Hannah segera meraih lengannya dan menggelengkan kepala dengan putus asa. "Erick, ini bukan salah Kimberly. Aku seharusnya tidak berharap bisa bersamamu selamanya. Jika saja aku pergi..."
Saat Hannah hendak pergi, Erick menariknya ke dalam pelukannya. "Aku telah melalui banyak hal untuk mendapatkanmu kembali.

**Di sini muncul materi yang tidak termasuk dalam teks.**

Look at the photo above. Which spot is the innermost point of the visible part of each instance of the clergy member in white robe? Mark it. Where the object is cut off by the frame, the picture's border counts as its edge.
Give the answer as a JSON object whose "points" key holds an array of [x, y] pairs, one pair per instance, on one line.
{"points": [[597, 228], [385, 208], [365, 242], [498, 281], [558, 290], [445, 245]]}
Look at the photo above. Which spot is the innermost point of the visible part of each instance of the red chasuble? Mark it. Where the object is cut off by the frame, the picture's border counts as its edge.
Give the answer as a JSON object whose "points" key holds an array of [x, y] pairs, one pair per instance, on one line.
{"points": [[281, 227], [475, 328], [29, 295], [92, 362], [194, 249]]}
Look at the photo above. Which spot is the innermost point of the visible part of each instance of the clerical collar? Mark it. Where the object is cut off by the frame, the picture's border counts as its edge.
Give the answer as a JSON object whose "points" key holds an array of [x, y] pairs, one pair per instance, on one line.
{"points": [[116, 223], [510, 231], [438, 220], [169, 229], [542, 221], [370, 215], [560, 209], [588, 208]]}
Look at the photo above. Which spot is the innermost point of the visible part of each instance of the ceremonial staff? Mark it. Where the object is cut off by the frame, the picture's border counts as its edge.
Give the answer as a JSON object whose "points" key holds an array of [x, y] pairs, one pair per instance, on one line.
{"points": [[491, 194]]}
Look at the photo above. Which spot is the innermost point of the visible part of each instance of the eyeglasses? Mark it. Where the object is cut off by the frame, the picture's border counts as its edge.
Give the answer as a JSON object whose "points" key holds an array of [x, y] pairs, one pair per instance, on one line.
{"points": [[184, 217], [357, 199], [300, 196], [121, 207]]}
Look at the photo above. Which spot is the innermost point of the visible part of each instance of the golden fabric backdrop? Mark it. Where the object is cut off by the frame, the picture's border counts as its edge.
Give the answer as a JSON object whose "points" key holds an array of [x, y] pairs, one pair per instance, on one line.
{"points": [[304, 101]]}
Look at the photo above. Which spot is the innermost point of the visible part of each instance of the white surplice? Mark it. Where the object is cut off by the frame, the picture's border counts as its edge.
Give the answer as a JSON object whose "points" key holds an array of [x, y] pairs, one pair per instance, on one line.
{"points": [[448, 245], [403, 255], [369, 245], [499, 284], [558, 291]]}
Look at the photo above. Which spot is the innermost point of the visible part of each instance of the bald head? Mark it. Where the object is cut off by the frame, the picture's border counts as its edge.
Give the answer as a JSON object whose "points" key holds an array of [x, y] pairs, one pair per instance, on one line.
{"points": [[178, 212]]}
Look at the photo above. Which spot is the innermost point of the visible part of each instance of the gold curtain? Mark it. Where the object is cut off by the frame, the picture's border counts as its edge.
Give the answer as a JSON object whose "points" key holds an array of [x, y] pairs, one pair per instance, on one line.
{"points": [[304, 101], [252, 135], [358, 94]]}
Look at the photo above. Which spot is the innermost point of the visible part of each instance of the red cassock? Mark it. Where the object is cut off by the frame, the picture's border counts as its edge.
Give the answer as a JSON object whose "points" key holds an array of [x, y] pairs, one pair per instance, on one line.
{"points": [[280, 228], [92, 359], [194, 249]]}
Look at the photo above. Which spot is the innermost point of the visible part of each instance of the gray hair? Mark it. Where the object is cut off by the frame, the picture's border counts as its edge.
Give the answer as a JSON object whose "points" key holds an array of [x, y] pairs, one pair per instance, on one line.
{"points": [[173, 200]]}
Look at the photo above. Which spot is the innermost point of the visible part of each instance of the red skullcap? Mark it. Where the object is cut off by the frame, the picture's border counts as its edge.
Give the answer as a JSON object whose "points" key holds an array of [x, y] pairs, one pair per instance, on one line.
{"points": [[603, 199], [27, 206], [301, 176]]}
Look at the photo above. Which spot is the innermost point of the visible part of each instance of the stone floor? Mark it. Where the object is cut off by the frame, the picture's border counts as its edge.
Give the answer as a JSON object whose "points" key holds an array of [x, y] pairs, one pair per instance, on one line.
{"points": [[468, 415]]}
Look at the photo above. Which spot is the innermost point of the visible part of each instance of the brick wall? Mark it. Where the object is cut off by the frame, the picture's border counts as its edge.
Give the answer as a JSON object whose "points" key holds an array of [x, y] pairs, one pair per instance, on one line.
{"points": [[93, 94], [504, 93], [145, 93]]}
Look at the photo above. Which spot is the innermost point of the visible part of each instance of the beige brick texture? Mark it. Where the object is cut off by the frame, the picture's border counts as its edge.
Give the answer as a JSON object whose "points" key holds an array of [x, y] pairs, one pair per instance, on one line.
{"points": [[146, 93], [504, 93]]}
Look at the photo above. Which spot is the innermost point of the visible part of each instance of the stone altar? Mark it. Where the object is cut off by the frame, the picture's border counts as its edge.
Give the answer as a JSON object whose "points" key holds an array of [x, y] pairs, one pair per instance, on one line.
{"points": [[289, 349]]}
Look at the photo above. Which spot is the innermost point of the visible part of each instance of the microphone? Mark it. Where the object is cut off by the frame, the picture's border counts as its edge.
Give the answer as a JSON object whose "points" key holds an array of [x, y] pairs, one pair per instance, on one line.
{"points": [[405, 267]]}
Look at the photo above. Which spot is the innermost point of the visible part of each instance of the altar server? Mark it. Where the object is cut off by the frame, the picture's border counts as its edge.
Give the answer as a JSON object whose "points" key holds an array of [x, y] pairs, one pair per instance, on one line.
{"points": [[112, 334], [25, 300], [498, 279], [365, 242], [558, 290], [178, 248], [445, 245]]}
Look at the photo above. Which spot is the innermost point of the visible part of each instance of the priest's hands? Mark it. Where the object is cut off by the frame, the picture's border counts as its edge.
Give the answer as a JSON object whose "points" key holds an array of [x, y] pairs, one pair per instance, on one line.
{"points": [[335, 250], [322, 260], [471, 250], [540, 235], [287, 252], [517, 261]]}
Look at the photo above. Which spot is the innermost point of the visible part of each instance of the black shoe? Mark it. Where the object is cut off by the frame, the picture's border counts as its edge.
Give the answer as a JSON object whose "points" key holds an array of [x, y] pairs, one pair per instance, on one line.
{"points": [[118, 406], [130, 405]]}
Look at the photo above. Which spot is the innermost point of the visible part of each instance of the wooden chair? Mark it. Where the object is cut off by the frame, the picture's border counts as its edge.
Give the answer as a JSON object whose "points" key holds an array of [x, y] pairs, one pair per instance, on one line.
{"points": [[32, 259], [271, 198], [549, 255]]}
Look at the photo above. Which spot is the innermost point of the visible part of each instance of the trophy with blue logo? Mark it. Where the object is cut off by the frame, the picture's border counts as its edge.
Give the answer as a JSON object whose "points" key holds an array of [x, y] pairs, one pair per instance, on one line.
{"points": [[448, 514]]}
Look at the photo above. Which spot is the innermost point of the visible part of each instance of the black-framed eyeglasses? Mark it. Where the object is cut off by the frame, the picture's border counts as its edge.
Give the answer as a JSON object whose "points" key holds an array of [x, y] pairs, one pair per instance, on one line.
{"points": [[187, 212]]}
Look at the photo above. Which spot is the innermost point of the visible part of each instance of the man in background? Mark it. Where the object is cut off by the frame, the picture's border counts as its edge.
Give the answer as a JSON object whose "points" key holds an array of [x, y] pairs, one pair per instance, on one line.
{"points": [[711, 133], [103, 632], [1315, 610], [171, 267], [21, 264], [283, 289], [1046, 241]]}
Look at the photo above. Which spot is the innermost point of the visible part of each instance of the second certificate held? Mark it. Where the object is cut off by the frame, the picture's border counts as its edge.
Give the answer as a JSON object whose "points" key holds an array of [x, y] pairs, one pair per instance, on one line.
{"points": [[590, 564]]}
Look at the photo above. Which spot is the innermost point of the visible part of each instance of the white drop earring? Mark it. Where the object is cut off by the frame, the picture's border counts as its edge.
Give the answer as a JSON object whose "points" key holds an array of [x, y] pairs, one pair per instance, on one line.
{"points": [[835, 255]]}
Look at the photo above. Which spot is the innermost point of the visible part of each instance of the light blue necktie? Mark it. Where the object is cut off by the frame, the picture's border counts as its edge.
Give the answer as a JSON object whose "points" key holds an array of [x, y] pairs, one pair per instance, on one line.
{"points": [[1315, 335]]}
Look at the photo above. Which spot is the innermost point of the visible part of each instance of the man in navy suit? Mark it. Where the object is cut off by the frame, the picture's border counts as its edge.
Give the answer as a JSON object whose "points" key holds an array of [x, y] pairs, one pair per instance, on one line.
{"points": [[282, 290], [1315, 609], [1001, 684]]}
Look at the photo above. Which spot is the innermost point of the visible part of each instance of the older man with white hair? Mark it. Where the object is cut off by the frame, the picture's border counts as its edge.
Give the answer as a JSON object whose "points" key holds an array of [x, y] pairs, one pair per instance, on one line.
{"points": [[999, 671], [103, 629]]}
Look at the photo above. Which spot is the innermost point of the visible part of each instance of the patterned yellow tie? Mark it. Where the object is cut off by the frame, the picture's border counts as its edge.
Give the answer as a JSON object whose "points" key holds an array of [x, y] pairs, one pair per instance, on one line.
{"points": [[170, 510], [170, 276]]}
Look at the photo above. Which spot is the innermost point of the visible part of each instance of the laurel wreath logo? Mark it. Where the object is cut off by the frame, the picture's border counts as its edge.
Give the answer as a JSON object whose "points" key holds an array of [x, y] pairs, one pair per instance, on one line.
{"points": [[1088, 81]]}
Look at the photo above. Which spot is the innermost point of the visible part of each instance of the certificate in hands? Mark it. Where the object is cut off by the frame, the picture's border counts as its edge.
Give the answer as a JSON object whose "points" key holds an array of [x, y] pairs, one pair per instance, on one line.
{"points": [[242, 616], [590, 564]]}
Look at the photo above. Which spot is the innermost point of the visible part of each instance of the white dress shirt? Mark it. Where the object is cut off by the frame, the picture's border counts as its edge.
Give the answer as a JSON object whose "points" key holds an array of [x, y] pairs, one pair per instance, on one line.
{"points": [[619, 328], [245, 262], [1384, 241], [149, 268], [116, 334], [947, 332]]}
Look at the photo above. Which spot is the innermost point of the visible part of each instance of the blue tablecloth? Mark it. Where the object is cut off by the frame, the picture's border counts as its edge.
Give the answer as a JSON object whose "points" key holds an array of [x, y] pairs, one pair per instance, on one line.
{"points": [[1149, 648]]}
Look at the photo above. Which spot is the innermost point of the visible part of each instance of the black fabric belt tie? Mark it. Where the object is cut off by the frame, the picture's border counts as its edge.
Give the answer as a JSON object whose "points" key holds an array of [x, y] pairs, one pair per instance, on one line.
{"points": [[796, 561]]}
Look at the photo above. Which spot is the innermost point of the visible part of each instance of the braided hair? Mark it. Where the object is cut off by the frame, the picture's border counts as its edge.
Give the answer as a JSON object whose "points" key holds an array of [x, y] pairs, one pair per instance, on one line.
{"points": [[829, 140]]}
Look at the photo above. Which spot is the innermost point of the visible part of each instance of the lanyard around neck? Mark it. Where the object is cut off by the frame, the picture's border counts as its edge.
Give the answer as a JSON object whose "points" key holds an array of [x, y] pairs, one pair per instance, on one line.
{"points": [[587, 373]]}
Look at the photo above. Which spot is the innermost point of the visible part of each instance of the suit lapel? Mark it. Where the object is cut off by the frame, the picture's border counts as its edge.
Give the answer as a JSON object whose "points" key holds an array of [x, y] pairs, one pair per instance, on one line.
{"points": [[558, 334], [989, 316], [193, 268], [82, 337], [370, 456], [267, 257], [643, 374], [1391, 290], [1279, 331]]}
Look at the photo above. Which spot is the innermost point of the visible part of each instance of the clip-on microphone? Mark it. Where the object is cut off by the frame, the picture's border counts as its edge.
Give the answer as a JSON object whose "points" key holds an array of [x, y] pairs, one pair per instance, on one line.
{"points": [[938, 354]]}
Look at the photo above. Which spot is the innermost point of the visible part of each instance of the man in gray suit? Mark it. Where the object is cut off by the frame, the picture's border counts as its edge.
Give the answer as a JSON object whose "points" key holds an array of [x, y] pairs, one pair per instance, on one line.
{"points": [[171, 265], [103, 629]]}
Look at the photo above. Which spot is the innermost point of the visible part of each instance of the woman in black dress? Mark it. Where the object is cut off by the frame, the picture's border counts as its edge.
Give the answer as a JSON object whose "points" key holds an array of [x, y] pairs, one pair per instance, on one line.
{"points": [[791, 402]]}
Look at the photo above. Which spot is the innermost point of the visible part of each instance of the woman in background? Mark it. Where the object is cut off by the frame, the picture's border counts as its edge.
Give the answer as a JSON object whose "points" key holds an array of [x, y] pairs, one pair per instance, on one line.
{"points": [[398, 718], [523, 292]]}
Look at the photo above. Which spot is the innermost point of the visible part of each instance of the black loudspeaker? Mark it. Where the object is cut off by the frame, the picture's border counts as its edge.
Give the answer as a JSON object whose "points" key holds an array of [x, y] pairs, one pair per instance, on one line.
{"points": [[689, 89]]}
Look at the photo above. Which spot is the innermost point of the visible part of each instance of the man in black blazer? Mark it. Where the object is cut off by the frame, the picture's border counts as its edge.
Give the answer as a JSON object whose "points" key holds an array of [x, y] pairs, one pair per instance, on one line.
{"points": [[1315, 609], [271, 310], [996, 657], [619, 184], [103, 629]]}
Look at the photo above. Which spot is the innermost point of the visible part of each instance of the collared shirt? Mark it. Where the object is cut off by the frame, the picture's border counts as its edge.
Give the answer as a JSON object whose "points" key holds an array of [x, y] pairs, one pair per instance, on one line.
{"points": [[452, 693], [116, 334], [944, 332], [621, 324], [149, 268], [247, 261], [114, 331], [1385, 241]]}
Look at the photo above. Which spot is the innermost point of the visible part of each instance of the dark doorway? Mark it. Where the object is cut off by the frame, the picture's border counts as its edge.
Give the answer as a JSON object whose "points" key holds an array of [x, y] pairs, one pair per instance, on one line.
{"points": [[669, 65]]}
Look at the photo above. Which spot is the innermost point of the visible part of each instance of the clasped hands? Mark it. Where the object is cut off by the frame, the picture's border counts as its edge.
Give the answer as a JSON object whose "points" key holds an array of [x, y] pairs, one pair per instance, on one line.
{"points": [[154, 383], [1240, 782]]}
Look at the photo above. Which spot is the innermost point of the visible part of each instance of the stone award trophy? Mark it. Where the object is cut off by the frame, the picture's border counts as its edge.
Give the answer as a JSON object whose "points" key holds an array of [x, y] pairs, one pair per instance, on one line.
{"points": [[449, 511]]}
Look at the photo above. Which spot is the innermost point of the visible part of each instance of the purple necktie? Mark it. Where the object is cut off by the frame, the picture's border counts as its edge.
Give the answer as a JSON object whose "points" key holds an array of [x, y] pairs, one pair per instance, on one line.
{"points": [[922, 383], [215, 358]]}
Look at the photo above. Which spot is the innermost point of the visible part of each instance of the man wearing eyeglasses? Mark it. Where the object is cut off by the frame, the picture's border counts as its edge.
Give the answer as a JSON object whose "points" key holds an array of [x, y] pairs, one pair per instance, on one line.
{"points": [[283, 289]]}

Kamu ingin meninggalkanku lagi? Apa kamu ingin mengambil nyawaku?"
Erick memeluk Hannah erat-erat dan tampaknya takut dia akan menghilang menjadi debu.
Dia tiba-tiba menoleh padaku, dan kemarahannya meledak. "Kimberly, apakah kamu lupa semua yang telah aku katakan? Kenapa kamu masih berdiri di sana? Pergi dan ambil kotak P3K."
Erick tidak melihat tanganku yang tertusuk oleh kuku tajam Hannah.
Tanpa berdebat, aku pergi mengambil kotak P3K. Kemudian aku meletakkannya di samping Erick dan meninggalkan ruang tamu.
Kembali ke kamarku, aku mengoleskan antiseptik pada luka itu. Rasa sakit membuatku berkeringat dingin. Namun itu tidak sebanding dengan sakit di hatiku.
Erick tahu betapa pentingnya tanganku bagiku.
Aku pernah menjadi ahli bedah yang luar biasa, dan dia telah menyaksikan kemampuanku.
Ketika aku berada di ruang tamu, dia akan tahu Hannah sedang berakting selama dia melihat dengan lebih teliti.
Hannah tahu aku adalah istri Erick, tapi dia berani bertindak begitu kejam karena dia memiliki dukungan Erick.
Tanganku...
Aku berharap bisa meninggalkannya dan melanjutkan menjadi ahli bedah dengan tanganku dan mewujudkan nilai hidupku.
Karena Hannah berulang kali menantang batasanku, dia tidak boleh menyalahkanku atas serangan balik.
Aku memandang keluar jendela, dan bayanganku di kaca memancarkan rasa lega.
Setelah merawat lukaku, aku mengirim pesan ke nomor itu. "Aku sudah menyerahkan surat cerai. Semuanya berjalan lancar."